General Alexandre Davy de la Pailleterie, also known as Alexandre Dumas, (25 March 1762 – 26 February 1806) was the famous African European general in French history and remains the highest-ranking person of color of all time in a continental European army.[1] He was the first person of color in the French military to become brigadier general, the first to become divisional general, and the first to become general-in-chief of a French army.[2] Dumas shared the status of the highest-ranking black officer in the Western world only with Toussaint Louverture (who in May 1797 became the second black general-in-chief in the French military[3]) until 1989, when the American Colin Powell became a four-star general, the closest United States equivalent of Général d'Armée, Dumas's highest rank.

Born in
Saint-Domingue, Alexandre Dumas was of mixed race, the son of a white French nobleman and a black slave mother. He was born into slavery because of his mother's status but was also born into nobility because of his father's. His father took the boy with him to France in 1776 and had him educated. Slavery was illegal in metropolitan France and thus any slave would be freed de facto by being in the country. He helped him enter the French military.

Dumas played a pivotal role in the
French Revolutionary Wars. Entering the military as a private at age 24, Dumas rose by age 31 to command 53,000 troops as the General-in-Chief of the French Army of the Alps. Dumas's strategic victory in opening the high Alps passes enabled the French to initiate their Second Italian Campaign against the Austrian Empire. During the battles in Italy, Austrian troops nicknamed Dumas as the Schwarzer Teufel ("Black Devil," Diable Noir in French).[4] The French – notably Napoleon – nicknamed him "the Horatius Cocles of the Tyrol"[5] (after a hero who had saved ancient Rome[6]) for single-handedly defeating a squadron of enemy troops at a bridge over the Eisack River in Clausen (today Klausen, or Chiusa, Italy).

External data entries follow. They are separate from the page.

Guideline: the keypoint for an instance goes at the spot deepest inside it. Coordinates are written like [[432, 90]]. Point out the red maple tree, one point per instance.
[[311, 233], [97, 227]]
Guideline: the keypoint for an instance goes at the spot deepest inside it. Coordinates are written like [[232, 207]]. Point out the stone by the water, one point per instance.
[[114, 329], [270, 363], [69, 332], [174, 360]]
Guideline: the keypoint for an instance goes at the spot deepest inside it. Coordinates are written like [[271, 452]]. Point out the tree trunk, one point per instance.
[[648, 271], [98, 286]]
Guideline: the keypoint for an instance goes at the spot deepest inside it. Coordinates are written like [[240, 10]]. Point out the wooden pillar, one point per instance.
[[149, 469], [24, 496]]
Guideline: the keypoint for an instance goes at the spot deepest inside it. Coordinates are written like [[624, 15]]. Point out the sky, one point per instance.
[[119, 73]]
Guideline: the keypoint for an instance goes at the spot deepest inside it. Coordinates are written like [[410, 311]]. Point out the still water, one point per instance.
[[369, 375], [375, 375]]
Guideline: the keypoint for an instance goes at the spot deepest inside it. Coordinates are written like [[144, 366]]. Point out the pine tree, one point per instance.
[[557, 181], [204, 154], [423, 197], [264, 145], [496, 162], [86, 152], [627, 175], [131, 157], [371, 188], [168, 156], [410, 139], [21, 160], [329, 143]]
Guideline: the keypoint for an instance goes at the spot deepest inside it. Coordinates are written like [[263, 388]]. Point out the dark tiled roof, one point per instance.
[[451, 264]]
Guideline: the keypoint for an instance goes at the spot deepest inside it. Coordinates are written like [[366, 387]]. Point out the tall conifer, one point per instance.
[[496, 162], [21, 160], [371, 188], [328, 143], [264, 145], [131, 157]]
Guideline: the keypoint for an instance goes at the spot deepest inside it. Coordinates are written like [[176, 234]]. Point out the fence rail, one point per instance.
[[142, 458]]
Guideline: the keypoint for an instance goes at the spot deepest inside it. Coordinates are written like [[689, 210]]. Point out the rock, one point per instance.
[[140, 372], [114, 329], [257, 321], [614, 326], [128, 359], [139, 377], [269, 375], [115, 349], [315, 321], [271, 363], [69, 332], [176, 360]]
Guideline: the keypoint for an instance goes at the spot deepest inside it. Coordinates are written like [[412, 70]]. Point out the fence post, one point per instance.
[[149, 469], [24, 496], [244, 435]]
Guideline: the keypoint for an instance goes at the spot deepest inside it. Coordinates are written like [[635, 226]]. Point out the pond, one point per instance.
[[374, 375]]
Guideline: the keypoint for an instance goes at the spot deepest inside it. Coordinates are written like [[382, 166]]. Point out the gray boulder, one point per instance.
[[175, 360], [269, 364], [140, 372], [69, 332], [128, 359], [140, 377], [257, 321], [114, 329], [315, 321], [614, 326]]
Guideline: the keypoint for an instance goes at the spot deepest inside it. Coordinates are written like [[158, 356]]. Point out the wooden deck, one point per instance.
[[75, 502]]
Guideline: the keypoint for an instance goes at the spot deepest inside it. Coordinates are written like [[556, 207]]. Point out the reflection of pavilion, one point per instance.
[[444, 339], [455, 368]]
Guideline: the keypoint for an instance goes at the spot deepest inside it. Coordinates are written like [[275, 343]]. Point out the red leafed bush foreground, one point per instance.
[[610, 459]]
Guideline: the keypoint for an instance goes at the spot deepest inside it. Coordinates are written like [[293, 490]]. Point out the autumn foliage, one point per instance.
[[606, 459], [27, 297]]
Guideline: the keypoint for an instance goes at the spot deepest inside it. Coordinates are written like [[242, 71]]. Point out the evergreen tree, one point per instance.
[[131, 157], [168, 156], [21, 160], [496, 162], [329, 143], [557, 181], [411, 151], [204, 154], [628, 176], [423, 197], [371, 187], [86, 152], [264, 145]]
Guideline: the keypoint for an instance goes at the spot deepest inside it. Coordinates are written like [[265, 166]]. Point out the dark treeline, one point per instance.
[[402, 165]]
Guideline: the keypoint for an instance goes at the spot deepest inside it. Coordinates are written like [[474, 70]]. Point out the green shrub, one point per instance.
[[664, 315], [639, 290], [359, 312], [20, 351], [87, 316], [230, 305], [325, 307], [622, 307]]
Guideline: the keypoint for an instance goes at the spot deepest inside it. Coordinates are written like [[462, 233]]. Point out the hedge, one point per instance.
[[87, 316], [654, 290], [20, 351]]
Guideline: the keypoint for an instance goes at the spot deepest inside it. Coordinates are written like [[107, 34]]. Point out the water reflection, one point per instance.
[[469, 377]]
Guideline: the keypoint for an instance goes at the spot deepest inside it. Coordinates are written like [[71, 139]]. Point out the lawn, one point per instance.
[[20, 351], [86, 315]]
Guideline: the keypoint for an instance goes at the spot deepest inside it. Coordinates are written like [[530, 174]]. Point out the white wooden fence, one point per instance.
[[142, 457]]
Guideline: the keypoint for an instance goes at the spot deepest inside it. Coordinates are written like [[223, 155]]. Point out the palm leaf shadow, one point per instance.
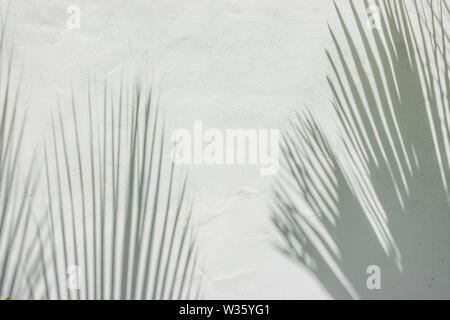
[[119, 219], [381, 197], [17, 188]]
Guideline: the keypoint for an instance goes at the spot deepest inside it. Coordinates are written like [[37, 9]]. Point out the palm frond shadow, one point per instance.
[[380, 196], [17, 187], [119, 216]]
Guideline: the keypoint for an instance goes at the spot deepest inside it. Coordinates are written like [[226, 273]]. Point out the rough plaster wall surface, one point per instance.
[[230, 64]]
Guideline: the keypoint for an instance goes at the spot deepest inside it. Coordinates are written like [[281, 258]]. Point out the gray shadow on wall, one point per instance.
[[380, 198]]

Dumas served as commander of the French cavalry forces on the
Expédition d'Égypte, a failed French attempt to conquer Egypt and the Levant. On the march from Alexandria to Cairo, he clashed verbally with the Expedition's supreme commander Napoleon Bonaparte, under whom he had served in the Italian campaigns. In March 1799, Dumas left Egypt on an unsound vessel, which was forced to put aground in the southern Italian Kingdom of Naples, where he was taken prisoner and thrown into a dungeon. He languished there until the spring of 1801. [from Wikipedia]

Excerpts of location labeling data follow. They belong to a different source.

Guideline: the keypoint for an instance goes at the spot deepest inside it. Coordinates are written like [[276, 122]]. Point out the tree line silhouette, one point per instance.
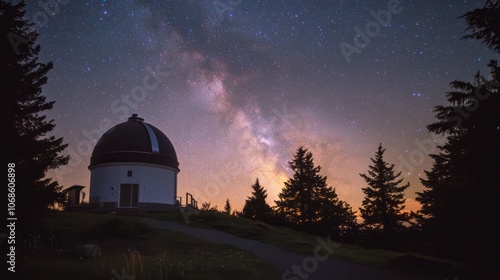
[[458, 213]]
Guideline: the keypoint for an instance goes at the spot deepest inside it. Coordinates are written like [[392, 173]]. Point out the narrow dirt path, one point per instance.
[[307, 267]]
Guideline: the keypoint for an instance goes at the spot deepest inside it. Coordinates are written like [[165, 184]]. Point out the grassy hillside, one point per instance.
[[302, 242], [129, 247]]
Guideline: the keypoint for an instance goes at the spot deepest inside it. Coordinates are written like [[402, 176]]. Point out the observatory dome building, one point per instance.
[[134, 165]]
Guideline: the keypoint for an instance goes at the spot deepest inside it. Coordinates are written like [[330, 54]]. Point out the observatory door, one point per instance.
[[129, 195]]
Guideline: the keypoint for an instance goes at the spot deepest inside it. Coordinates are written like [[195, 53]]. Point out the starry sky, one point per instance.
[[239, 85]]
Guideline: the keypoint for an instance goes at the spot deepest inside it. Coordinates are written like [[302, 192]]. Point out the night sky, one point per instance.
[[239, 85]]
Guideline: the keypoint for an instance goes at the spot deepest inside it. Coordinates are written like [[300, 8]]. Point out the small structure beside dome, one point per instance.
[[133, 166]]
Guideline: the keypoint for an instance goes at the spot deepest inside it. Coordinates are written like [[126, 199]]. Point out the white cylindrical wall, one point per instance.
[[157, 184]]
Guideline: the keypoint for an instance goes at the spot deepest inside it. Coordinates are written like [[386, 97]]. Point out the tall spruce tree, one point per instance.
[[461, 189], [25, 142], [306, 202], [256, 206], [483, 24], [383, 203], [459, 201], [227, 207]]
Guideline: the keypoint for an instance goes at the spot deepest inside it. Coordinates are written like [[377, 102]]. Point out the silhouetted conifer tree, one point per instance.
[[24, 141], [227, 207], [383, 203], [256, 206], [459, 202], [306, 202]]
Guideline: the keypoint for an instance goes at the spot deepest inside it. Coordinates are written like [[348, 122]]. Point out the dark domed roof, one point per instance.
[[134, 141]]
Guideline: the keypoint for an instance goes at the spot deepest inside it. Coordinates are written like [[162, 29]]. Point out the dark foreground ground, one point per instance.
[[309, 267]]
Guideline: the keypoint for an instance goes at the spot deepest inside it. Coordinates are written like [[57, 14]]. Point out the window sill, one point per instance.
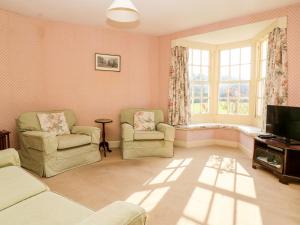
[[248, 130]]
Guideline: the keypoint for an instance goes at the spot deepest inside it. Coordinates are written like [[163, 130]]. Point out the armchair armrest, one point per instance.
[[168, 130], [117, 213], [93, 132], [127, 132], [9, 157], [41, 141]]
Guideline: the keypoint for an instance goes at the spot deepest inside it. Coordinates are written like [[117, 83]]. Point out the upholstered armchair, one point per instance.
[[47, 154], [137, 144]]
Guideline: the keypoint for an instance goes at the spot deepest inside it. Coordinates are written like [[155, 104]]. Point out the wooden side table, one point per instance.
[[4, 139], [104, 144]]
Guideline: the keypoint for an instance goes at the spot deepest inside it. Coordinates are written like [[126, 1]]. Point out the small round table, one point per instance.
[[104, 144]]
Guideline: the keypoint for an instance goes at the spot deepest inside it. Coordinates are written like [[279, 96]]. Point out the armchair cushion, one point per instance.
[[41, 141], [117, 213], [93, 132], [9, 157], [148, 135], [72, 140], [127, 132], [144, 121], [169, 131]]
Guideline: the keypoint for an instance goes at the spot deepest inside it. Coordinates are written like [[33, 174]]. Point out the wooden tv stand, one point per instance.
[[280, 158]]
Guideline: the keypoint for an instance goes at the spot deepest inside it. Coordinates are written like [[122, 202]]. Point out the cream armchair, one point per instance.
[[137, 144], [47, 154]]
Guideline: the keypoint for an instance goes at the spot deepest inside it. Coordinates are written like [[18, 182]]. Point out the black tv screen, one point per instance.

His father's experience with incarceration undoubtedly affected the famous author Alexandre Dumas, as shown by the horrors of long-term incarceration he wrote about in The Count of Monte Cristo.  Here is a factual description from Wikipedia of the prison featured in The Count of Monte Cristo:

The isolated location and dangerous offshore currents of the Château d'If made it an ideal escape-proof
prison, very much like the island of Alcatraz in California was in more modern times. Its use as a dumping ground for political and religious detainees soon made it one of the most feared and notorious jails in France. Over 3,500 Huguenots (French Protestants) were sent to Château d'If, as was Gaston Crémieux, a leader of the Paris Commune, who was shot there in 1871.

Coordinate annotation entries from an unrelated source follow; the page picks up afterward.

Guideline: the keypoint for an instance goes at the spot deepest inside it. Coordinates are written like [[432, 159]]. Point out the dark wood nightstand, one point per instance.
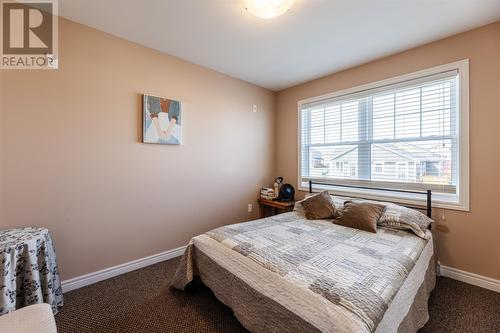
[[277, 206]]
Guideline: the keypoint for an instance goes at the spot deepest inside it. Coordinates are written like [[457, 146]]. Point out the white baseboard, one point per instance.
[[470, 278], [107, 273]]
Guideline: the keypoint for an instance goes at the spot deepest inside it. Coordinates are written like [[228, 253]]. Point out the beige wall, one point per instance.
[[71, 157], [468, 241]]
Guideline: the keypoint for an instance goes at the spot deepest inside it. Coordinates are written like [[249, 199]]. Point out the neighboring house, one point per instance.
[[390, 162]]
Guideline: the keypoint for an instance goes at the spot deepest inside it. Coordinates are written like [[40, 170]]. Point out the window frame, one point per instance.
[[458, 201]]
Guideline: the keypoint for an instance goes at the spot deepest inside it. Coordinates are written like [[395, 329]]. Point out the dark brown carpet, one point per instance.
[[141, 301]]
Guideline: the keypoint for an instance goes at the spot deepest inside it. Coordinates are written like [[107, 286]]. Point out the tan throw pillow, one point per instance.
[[319, 206], [362, 216]]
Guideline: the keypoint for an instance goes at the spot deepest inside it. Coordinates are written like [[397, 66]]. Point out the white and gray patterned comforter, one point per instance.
[[357, 270]]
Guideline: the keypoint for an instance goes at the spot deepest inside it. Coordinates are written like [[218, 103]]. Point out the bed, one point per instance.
[[286, 273]]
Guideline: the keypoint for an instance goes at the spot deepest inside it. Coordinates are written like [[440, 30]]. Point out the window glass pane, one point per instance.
[[424, 162], [406, 135], [334, 162]]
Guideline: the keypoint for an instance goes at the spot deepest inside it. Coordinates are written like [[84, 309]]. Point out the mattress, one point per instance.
[[287, 273]]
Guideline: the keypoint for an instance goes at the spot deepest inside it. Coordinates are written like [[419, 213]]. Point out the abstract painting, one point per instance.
[[161, 120]]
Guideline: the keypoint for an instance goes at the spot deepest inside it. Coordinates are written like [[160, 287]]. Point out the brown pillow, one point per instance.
[[362, 216], [319, 206]]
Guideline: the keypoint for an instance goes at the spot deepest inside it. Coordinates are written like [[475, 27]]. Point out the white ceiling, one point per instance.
[[315, 38]]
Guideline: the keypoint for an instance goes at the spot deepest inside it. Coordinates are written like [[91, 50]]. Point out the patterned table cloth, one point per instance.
[[28, 273]]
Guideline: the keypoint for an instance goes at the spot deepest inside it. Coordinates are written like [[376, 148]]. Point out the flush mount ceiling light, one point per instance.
[[268, 9]]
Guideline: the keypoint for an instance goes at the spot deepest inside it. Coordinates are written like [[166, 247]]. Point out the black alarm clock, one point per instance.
[[287, 193]]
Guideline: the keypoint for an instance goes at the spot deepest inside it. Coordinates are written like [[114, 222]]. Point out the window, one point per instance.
[[409, 132]]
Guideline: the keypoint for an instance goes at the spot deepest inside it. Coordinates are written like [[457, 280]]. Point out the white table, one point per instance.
[[28, 271]]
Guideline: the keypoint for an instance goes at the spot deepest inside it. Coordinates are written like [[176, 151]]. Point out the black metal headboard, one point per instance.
[[427, 193]]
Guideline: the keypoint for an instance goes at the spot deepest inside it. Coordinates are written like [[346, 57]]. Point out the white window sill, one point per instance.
[[439, 200]]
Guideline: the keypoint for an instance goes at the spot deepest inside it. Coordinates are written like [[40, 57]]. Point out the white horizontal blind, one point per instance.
[[401, 136]]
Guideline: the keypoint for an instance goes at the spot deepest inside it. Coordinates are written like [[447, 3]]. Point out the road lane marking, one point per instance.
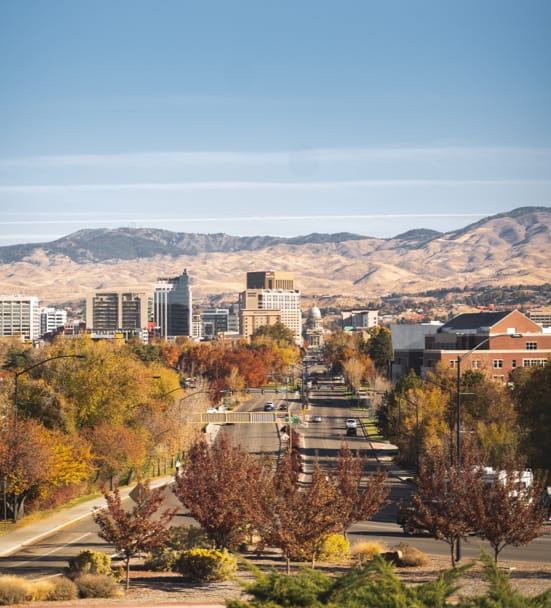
[[76, 540]]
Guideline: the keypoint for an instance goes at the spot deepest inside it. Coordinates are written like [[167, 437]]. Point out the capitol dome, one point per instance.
[[314, 313]]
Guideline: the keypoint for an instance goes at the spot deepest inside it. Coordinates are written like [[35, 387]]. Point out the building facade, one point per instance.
[[172, 306], [258, 301], [52, 319], [117, 312], [359, 319], [20, 317], [499, 341], [314, 332]]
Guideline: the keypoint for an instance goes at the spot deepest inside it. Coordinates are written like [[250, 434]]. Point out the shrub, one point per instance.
[[90, 562], [63, 589], [335, 548], [365, 551], [39, 591], [182, 538], [162, 561], [411, 556], [13, 590], [97, 585], [206, 565]]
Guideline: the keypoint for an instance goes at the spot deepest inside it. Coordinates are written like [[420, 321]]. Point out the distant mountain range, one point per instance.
[[507, 249]]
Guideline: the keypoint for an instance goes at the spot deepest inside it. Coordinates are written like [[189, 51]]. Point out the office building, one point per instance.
[[172, 306], [52, 319], [261, 304], [116, 312], [20, 317]]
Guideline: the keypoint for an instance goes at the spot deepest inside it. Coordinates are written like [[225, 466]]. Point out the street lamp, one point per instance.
[[15, 415], [460, 358]]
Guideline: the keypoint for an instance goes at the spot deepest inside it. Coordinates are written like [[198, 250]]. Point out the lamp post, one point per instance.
[[16, 412], [460, 358]]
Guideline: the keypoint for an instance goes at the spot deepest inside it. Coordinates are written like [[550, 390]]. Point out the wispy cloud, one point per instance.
[[262, 185], [275, 158]]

The island became internationally famous in the 19th century when
Alexandre Dumas used it as a setting for The Count of Monte Cristo, published to widespread acclaim in 1844. In the book, the main character Edmond Dantès (a commoner who later purchases the noble title of Count) and his mentor, Abbé Faria, were both imprisoned in it. After fourteen years, Dantès makes a daring escape from the castle, becoming the first person ever to do so and survive. In reality, no one is known to have done this. The modern Château d'If maintains adjacent cells named after Dantès and Faria as a tourist attraction.

As was common practice in those days, prisoners were treated differently according to their class and wealth. The poorest were literally placed at the bottom, being confined to a windowless dungeon under the castle. The wealthiest were much better off, living comparatively comfortably in their own private cells (or pistoles) higher up, with windows, a
garderobe and a fireplace. However, they were expected to pay for this privilege, effectively forcing them to fund their own incarceration.